Por supuesto, Stendhal tenía muchos momentos de lucidez, y meses o años de total desvarío amoroso. Su racionalidad era arrojada a los vientos cuando se enamoraba. Probablemente sus reflexiones eran formuladas durante esas épocas en que todo guerrero reposa. Pero hay una ternura, una delicadeza para describir la pasión amorosa, muy difícilmente presente en otro escritor. La parte que más me agrada de Rojo y Negro es la primera, cuando dos inexpertos amantes, Julien y Madame Renal, descubren el juego del amor y la conquista. Especialmente Julien, más enamorado de su héroe, Napoleón, que de su temerosa protectora.   
Para Julien, cada avance en su asedio forma parte de una maniobra militar. Quizás la parte más famosa de la seducción de Madame Renal es cuando Julien decide ingresar en el dormitorio de la dama a paso de vencedor. Y de repente, subyugado por los escrúpulos, aterrado por su ofensiva, se desmorona, y se larga a llorar. Y es su vulnerabilidad, no su machismo, lo que le permite triunfar sobre las objeciones de su amada.  
Si hay algo que un narrador descubre temprano, es lo difícil que resulta mostrar el enamoramiento. Tendría que ser muy fácil, pues, al fin y al cabo, eso nos garantiza el ingreso en este mundo. Pero es menos arduo describir una batalla o el estallido de una revolución, que una relación amorosa, con sus avances y repliegues, sus infinitos matices, la culpa y el éxtasis, y la convicción de que es imposible, absolutamente imposible, vivir sin el ser amado. Y además, Stendhal tenía una fina ironía, un delicado sentido del humor, en parte sabiduría, en parte resignación.  

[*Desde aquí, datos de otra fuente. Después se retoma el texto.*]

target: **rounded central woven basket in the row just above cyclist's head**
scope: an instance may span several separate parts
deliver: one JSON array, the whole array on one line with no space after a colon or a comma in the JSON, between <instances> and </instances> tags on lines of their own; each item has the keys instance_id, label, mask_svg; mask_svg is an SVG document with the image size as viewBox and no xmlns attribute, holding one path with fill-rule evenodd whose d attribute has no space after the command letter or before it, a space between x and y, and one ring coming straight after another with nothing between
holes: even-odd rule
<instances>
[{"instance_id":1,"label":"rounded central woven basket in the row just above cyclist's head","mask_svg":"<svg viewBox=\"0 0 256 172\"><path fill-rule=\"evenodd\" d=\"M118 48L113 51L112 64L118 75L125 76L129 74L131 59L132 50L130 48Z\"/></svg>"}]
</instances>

Una vez Julien Sorel ingresa en los círculos de la aristocracia parisina, ya ha aprendido la mayoría de los pasos de la persuasión sentimental. Y Mathilde de la Mole, su segunda amante, es, para algunos críticos, Julien con ropas de mujer, rebelde, impaciente, y condenada a una vida estéril, en un orden social que le niega toda actividad, más allá de las tareas reproductivas. Además, es imposible ponerse a la altura de Madame Renal, una de las grandes figuras trágicas de la literatura. (Me gusta mucho más que Madame Bovary).   

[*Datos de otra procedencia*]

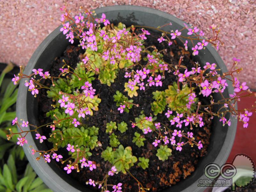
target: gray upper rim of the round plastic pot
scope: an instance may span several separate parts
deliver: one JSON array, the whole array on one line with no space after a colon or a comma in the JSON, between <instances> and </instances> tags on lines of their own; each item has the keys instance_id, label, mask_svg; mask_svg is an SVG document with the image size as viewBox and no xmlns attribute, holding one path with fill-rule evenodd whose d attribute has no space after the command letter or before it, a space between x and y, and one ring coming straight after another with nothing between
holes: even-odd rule
<instances>
[{"instance_id":1,"label":"gray upper rim of the round plastic pot","mask_svg":"<svg viewBox=\"0 0 256 192\"><path fill-rule=\"evenodd\" d=\"M107 6L102 8L97 8L94 10L95 13L100 14L103 12L111 12L111 11L136 11L136 12L149 12L152 14L155 14L160 17L164 17L168 20L172 20L173 22L176 22L180 25L183 25L184 21L159 10L143 7L143 6L135 6L135 5L115 5L115 6ZM58 36L60 32L60 28L62 25L60 25L58 28L56 28L50 35L48 35L44 41L37 47L36 51L33 53L32 57L28 61L28 65L24 70L24 74L29 74L32 69L34 68L36 61L38 60L39 56L44 52L45 48L50 44L50 42ZM223 60L220 58L220 55L217 53L217 51L212 47L208 46L206 47L208 49L213 58L217 61L220 69L222 72L226 72L227 68L223 62ZM17 98L17 117L18 119L28 119L27 116L27 94L28 90L27 87L23 86L25 83L25 79L21 79L18 92L18 98ZM233 87L230 82L229 86L227 87L227 90L229 93L233 93ZM231 151L231 148L233 146L233 142L236 135L236 125L237 120L233 117L230 117L231 120L231 126L228 127L227 135L225 138L225 141L223 143L223 146L218 154L218 156L215 158L213 162L217 164L223 164L228 159L228 155ZM29 127L28 127L29 129ZM37 173L37 175L44 181L44 183L51 188L53 191L72 191L72 192L80 192L81 190L73 187L69 183L67 183L64 179L62 179L48 164L44 163L44 160L41 158L39 161L35 161L35 156L31 154L31 148L29 148L30 145L36 148L35 141L31 135L31 133L28 133L26 136L26 139L28 140L28 144L23 145L24 152L28 158L29 163ZM53 179L54 178L54 179ZM205 179L206 177L202 173L202 176L199 179ZM182 192L186 191L203 191L204 188L197 188L197 183L194 182L192 185L188 186ZM89 190L88 190L89 191Z\"/></svg>"}]
</instances>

Los escritores pasan por nuestra vida, como suelen hacerlo nuestros familiares o amigos. Algunos transitan y se desvanecen, otros se mantienen distantes, apenas una lejana memoria, y unos pocos nos marcan la vida, y cada vez aprendemos más de ellos. Stendhal es uno de los elegidos. No importa el libro que abramos, rubricado con su seudónimo. Todos ellos son amenos, profundamente sabios, como sus descripciones. Stendhal solo habla de seres humanos, con su fragilidad, a veces con su vanidad, o su soberana estupidez. Pero nunca desprecia a sus personajes, nunca le hace trampas al lector. Y cuando describe la pasión amorosa, es difícil encontrar alguien capaz de superarlo. Si alguien quiere enamorarse del amor, debe leer a Stendhal.